[tahoe-dev] Idea for grid-based aliases

Mon Aug 24 18:24:56 UTC 2009

There has been some discussion of ways to create aliases for Tahoe URLs, in 
order to allow users to provide shorter, nicer URLs.  I suggested (though I'm 
sure I wasn't the first) the idea of variable-security aliases that would 
allow the user to ask Tahoe to generate aliases of arbitrary length.

At the time of that discussion, I don't think we got into the question of 
where the aliases would be stored, though I was assuming that they'd have to 
be stored in some Tahoe node, and that administrative access to that node 
would be sufficient to reveal them.  Thinking about the issue a little this 
morning, I have an idea about how we could store them in the grid.

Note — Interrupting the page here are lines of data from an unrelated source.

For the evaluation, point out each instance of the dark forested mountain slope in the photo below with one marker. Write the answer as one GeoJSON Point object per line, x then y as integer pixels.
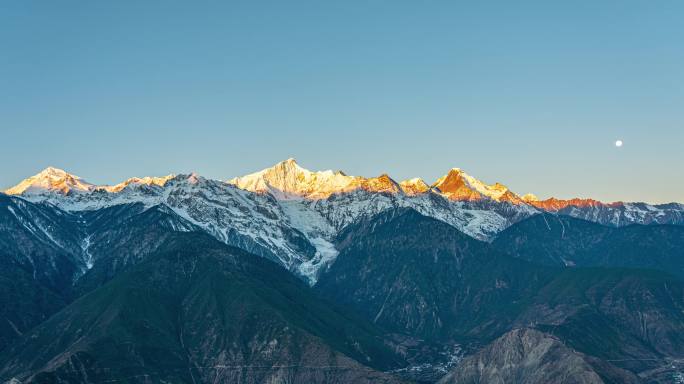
{"type": "Point", "coordinates": [528, 356]}
{"type": "Point", "coordinates": [199, 311]}
{"type": "Point", "coordinates": [562, 240]}
{"type": "Point", "coordinates": [635, 317]}
{"type": "Point", "coordinates": [420, 276]}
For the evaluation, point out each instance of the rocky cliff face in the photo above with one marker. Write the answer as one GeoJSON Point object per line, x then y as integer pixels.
{"type": "Point", "coordinates": [528, 356]}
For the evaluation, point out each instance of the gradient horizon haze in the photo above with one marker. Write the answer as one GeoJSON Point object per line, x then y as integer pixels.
{"type": "Point", "coordinates": [532, 94]}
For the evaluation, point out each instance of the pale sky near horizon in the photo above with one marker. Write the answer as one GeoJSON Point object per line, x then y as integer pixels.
{"type": "Point", "coordinates": [532, 94]}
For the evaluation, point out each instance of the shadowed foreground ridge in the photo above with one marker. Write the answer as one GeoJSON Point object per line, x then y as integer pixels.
{"type": "Point", "coordinates": [199, 311]}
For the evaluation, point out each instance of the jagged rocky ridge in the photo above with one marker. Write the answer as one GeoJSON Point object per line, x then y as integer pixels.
{"type": "Point", "coordinates": [291, 215]}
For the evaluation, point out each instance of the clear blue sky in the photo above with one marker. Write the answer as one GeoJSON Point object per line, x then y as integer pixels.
{"type": "Point", "coordinates": [529, 93]}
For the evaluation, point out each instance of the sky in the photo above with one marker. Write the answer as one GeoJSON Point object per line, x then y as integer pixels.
{"type": "Point", "coordinates": [532, 94]}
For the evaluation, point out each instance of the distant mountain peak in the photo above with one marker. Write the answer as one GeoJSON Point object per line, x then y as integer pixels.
{"type": "Point", "coordinates": [288, 180]}
{"type": "Point", "coordinates": [415, 186]}
{"type": "Point", "coordinates": [459, 185]}
{"type": "Point", "coordinates": [51, 179]}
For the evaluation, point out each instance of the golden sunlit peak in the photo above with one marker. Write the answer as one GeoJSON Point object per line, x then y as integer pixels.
{"type": "Point", "coordinates": [51, 179]}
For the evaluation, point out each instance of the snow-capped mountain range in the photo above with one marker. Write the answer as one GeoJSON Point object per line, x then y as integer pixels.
{"type": "Point", "coordinates": [293, 215]}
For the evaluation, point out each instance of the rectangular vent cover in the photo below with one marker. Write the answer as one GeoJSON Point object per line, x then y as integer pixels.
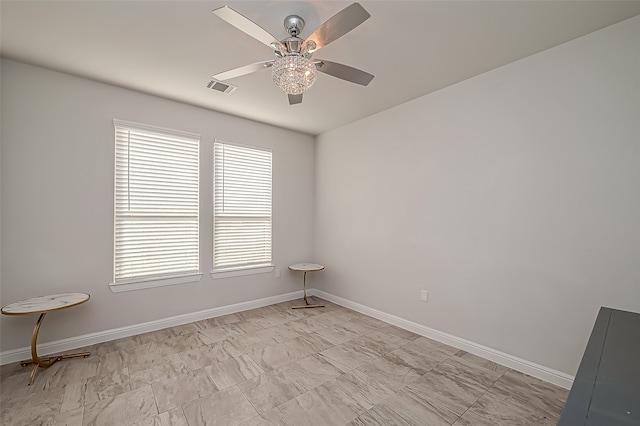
{"type": "Point", "coordinates": [221, 87]}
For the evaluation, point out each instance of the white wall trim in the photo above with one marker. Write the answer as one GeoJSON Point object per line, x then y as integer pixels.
{"type": "Point", "coordinates": [541, 372]}
{"type": "Point", "coordinates": [57, 346]}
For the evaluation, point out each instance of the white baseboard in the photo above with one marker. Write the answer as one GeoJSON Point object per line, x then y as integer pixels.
{"type": "Point", "coordinates": [541, 372]}
{"type": "Point", "coordinates": [519, 364]}
{"type": "Point", "coordinates": [71, 343]}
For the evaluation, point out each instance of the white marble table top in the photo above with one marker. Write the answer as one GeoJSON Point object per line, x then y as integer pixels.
{"type": "Point", "coordinates": [306, 267]}
{"type": "Point", "coordinates": [41, 304]}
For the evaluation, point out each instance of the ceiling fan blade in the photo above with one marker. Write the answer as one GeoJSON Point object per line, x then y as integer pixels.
{"type": "Point", "coordinates": [344, 72]}
{"type": "Point", "coordinates": [338, 25]}
{"type": "Point", "coordinates": [247, 26]}
{"type": "Point", "coordinates": [295, 99]}
{"type": "Point", "coordinates": [247, 69]}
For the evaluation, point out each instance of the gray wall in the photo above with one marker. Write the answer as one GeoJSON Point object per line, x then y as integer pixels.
{"type": "Point", "coordinates": [512, 197]}
{"type": "Point", "coordinates": [57, 203]}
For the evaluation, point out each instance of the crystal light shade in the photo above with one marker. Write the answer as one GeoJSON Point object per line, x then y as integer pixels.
{"type": "Point", "coordinates": [294, 74]}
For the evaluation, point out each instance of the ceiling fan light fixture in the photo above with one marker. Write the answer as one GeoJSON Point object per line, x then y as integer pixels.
{"type": "Point", "coordinates": [293, 74]}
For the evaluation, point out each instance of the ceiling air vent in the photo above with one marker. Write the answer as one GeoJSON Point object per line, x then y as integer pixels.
{"type": "Point", "coordinates": [221, 87]}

If something like this were implemented the user interface would need to 
provide a strong, clear warning to the user that by generating a 
reduced-length alias, he or she is *irrevocably* discarding some degree of 
Tahoe's security guarantees.

However, we don't want to throw away any more security than necessary.  So, 
the security requirements for such variable-length aliases, as I see them, 
are:

1.  The alias must be bound to the full URI.  This allows the user to be 
certain (to the degree possible for the alias length) that an attacker cannot 
insert another file into the grid "underneath" the alias.

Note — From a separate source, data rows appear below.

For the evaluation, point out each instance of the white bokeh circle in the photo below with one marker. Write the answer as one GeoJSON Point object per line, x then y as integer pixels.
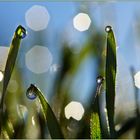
{"type": "Point", "coordinates": [37, 18]}
{"type": "Point", "coordinates": [81, 22]}
{"type": "Point", "coordinates": [38, 59]}
{"type": "Point", "coordinates": [75, 110]}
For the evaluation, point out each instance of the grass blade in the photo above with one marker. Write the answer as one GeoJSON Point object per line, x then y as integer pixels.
{"type": "Point", "coordinates": [53, 125]}
{"type": "Point", "coordinates": [14, 47]}
{"type": "Point", "coordinates": [95, 126]}
{"type": "Point", "coordinates": [95, 121]}
{"type": "Point", "coordinates": [110, 78]}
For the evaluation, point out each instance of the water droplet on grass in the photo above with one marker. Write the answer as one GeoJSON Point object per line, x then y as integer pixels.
{"type": "Point", "coordinates": [31, 92]}
{"type": "Point", "coordinates": [108, 29]}
{"type": "Point", "coordinates": [21, 32]}
{"type": "Point", "coordinates": [99, 80]}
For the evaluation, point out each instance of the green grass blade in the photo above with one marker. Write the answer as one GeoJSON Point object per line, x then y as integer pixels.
{"type": "Point", "coordinates": [95, 126]}
{"type": "Point", "coordinates": [95, 121]}
{"type": "Point", "coordinates": [110, 77]}
{"type": "Point", "coordinates": [14, 47]}
{"type": "Point", "coordinates": [53, 125]}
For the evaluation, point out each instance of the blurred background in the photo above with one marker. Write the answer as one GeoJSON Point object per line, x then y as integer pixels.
{"type": "Point", "coordinates": [64, 52]}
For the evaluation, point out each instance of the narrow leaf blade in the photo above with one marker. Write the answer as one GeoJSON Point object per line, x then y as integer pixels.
{"type": "Point", "coordinates": [95, 126]}
{"type": "Point", "coordinates": [52, 122]}
{"type": "Point", "coordinates": [14, 47]}
{"type": "Point", "coordinates": [110, 78]}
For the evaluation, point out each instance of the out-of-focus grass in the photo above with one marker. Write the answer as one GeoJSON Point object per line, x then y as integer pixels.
{"type": "Point", "coordinates": [33, 119]}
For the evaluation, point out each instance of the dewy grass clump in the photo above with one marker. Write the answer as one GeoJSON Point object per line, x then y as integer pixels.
{"type": "Point", "coordinates": [45, 117]}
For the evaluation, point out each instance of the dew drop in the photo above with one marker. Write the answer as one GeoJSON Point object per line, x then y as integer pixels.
{"type": "Point", "coordinates": [108, 29]}
{"type": "Point", "coordinates": [99, 80]}
{"type": "Point", "coordinates": [21, 32]}
{"type": "Point", "coordinates": [31, 92]}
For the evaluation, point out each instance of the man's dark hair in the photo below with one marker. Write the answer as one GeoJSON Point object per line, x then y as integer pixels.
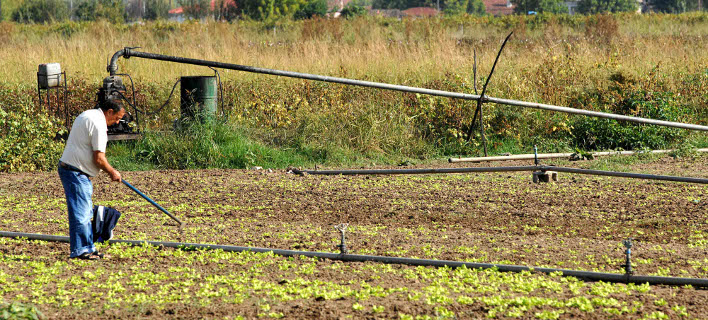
{"type": "Point", "coordinates": [110, 104]}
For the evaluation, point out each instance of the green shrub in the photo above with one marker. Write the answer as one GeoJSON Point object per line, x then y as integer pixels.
{"type": "Point", "coordinates": [312, 8]}
{"type": "Point", "coordinates": [27, 137]}
{"type": "Point", "coordinates": [92, 10]}
{"type": "Point", "coordinates": [212, 144]}
{"type": "Point", "coordinates": [596, 133]}
{"type": "Point", "coordinates": [353, 10]}
{"type": "Point", "coordinates": [156, 9]}
{"type": "Point", "coordinates": [41, 11]}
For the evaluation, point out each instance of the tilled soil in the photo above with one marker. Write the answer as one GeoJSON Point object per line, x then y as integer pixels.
{"type": "Point", "coordinates": [575, 223]}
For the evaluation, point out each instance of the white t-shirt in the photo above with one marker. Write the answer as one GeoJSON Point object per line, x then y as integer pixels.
{"type": "Point", "coordinates": [88, 134]}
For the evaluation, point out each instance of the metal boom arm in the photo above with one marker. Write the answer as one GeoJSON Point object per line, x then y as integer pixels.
{"type": "Point", "coordinates": [127, 53]}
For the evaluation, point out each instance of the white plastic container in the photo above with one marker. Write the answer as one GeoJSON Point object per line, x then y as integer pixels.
{"type": "Point", "coordinates": [49, 75]}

2.  It must be possible for the user to easily distinguish the capability 
provided by an alias (write or read), simply by looking at the alias.

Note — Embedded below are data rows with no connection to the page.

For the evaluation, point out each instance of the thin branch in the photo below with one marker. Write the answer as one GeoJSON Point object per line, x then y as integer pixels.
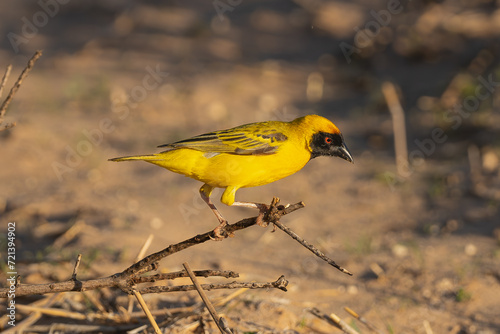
{"type": "Point", "coordinates": [211, 309]}
{"type": "Point", "coordinates": [364, 321]}
{"type": "Point", "coordinates": [311, 247]}
{"type": "Point", "coordinates": [281, 283]}
{"type": "Point", "coordinates": [208, 236]}
{"type": "Point", "coordinates": [180, 274]}
{"type": "Point", "coordinates": [128, 278]}
{"type": "Point", "coordinates": [17, 84]}
{"type": "Point", "coordinates": [399, 127]}
{"type": "Point", "coordinates": [75, 269]}
{"type": "Point", "coordinates": [5, 78]}
{"type": "Point", "coordinates": [145, 308]}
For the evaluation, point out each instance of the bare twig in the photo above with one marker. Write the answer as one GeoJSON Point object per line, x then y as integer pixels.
{"type": "Point", "coordinates": [17, 84]}
{"type": "Point", "coordinates": [342, 324]}
{"type": "Point", "coordinates": [399, 127]}
{"type": "Point", "coordinates": [311, 247]}
{"type": "Point", "coordinates": [72, 328]}
{"type": "Point", "coordinates": [208, 236]}
{"type": "Point", "coordinates": [179, 274]}
{"type": "Point", "coordinates": [75, 269]}
{"type": "Point", "coordinates": [5, 78]}
{"type": "Point", "coordinates": [211, 309]}
{"type": "Point", "coordinates": [145, 308]}
{"type": "Point", "coordinates": [362, 320]}
{"type": "Point", "coordinates": [281, 283]}
{"type": "Point", "coordinates": [128, 278]}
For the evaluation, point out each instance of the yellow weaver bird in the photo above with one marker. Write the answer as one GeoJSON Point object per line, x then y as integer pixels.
{"type": "Point", "coordinates": [249, 155]}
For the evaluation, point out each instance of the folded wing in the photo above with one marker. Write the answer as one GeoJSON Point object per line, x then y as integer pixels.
{"type": "Point", "coordinates": [251, 139]}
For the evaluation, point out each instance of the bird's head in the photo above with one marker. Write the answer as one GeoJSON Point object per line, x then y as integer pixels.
{"type": "Point", "coordinates": [325, 138]}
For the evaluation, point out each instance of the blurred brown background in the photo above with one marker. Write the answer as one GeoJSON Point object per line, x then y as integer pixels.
{"type": "Point", "coordinates": [121, 77]}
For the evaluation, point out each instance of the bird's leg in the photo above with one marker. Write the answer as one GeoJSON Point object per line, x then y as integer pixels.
{"type": "Point", "coordinates": [263, 208]}
{"type": "Point", "coordinates": [219, 232]}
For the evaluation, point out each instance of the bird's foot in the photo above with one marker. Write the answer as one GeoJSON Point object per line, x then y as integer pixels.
{"type": "Point", "coordinates": [261, 218]}
{"type": "Point", "coordinates": [269, 213]}
{"type": "Point", "coordinates": [220, 233]}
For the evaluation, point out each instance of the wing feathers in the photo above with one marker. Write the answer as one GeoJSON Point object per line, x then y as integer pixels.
{"type": "Point", "coordinates": [244, 140]}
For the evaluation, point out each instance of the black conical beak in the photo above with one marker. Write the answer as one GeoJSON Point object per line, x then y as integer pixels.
{"type": "Point", "coordinates": [343, 152]}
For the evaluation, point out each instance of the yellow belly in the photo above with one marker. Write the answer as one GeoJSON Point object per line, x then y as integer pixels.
{"type": "Point", "coordinates": [231, 170]}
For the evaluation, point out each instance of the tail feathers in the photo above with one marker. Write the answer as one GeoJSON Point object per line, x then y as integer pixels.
{"type": "Point", "coordinates": [151, 157]}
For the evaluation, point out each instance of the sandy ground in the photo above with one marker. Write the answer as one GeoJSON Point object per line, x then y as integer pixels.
{"type": "Point", "coordinates": [121, 79]}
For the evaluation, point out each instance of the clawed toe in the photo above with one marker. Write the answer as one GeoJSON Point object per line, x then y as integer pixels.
{"type": "Point", "coordinates": [220, 233]}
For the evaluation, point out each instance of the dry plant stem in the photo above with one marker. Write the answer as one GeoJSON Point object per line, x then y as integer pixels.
{"type": "Point", "coordinates": [144, 247]}
{"type": "Point", "coordinates": [18, 83]}
{"type": "Point", "coordinates": [71, 328]}
{"type": "Point", "coordinates": [211, 309]}
{"type": "Point", "coordinates": [364, 321]}
{"type": "Point", "coordinates": [5, 78]}
{"type": "Point", "coordinates": [313, 249]}
{"type": "Point", "coordinates": [75, 269]}
{"type": "Point", "coordinates": [201, 238]}
{"type": "Point", "coordinates": [342, 324]}
{"type": "Point", "coordinates": [145, 308]}
{"type": "Point", "coordinates": [125, 279]}
{"type": "Point", "coordinates": [281, 283]}
{"type": "Point", "coordinates": [399, 127]}
{"type": "Point", "coordinates": [180, 274]}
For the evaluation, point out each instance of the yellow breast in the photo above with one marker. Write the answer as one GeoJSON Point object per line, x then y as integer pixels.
{"type": "Point", "coordinates": [223, 170]}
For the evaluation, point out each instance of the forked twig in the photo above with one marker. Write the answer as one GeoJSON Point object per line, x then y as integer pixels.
{"type": "Point", "coordinates": [311, 247]}
{"type": "Point", "coordinates": [17, 84]}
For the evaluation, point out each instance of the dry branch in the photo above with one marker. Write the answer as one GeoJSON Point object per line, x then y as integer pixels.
{"type": "Point", "coordinates": [364, 321]}
{"type": "Point", "coordinates": [13, 90]}
{"type": "Point", "coordinates": [5, 78]}
{"type": "Point", "coordinates": [127, 278]}
{"type": "Point", "coordinates": [281, 283]}
{"type": "Point", "coordinates": [310, 247]}
{"type": "Point", "coordinates": [146, 310]}
{"type": "Point", "coordinates": [219, 321]}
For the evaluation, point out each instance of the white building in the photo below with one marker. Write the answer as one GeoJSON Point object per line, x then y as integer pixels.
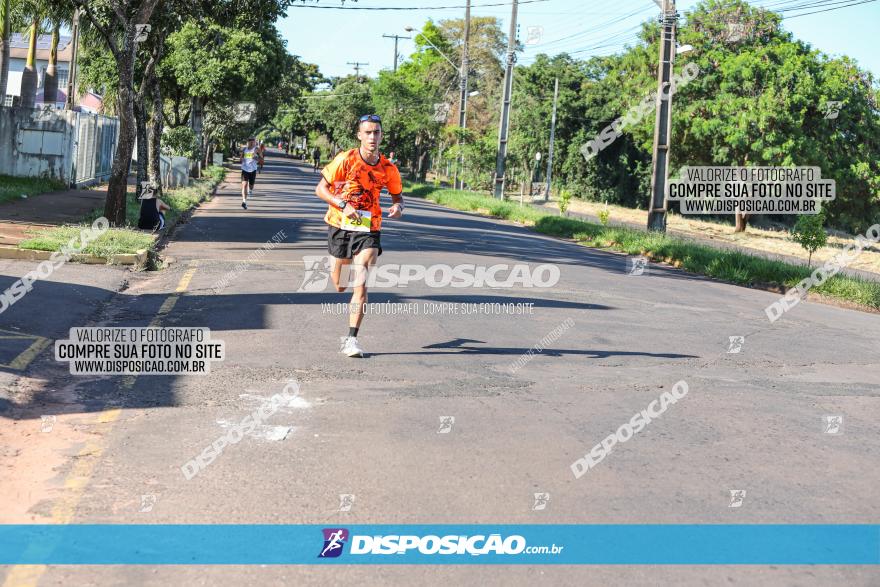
{"type": "Point", "coordinates": [18, 48]}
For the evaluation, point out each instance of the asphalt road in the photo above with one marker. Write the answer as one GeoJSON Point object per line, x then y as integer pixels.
{"type": "Point", "coordinates": [374, 427]}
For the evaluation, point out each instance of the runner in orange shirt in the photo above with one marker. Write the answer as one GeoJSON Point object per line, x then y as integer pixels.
{"type": "Point", "coordinates": [351, 184]}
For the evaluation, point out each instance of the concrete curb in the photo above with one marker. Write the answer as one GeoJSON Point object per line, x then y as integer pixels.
{"type": "Point", "coordinates": [138, 258]}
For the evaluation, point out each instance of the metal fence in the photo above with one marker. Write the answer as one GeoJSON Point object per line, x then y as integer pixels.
{"type": "Point", "coordinates": [94, 148]}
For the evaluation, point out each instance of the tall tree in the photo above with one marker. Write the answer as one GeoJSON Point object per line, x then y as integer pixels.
{"type": "Point", "coordinates": [116, 21]}
{"type": "Point", "coordinates": [5, 21]}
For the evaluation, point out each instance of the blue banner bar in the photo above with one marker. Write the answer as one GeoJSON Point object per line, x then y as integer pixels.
{"type": "Point", "coordinates": [640, 544]}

The second requirement is arguably more about usability than security.  Some 
other requirements:

3.  The alias mechanism should be flexible enough to accommodate not only all 
of the current capability types, but future types as well.

4.  It should be possible to guarantee that an alias can always be created, 
even in the presence of an observed collision.

5.  The alias mechanism should make use of existing Tahoe infrastructure, 
layering on new capability without requiring deep modifications.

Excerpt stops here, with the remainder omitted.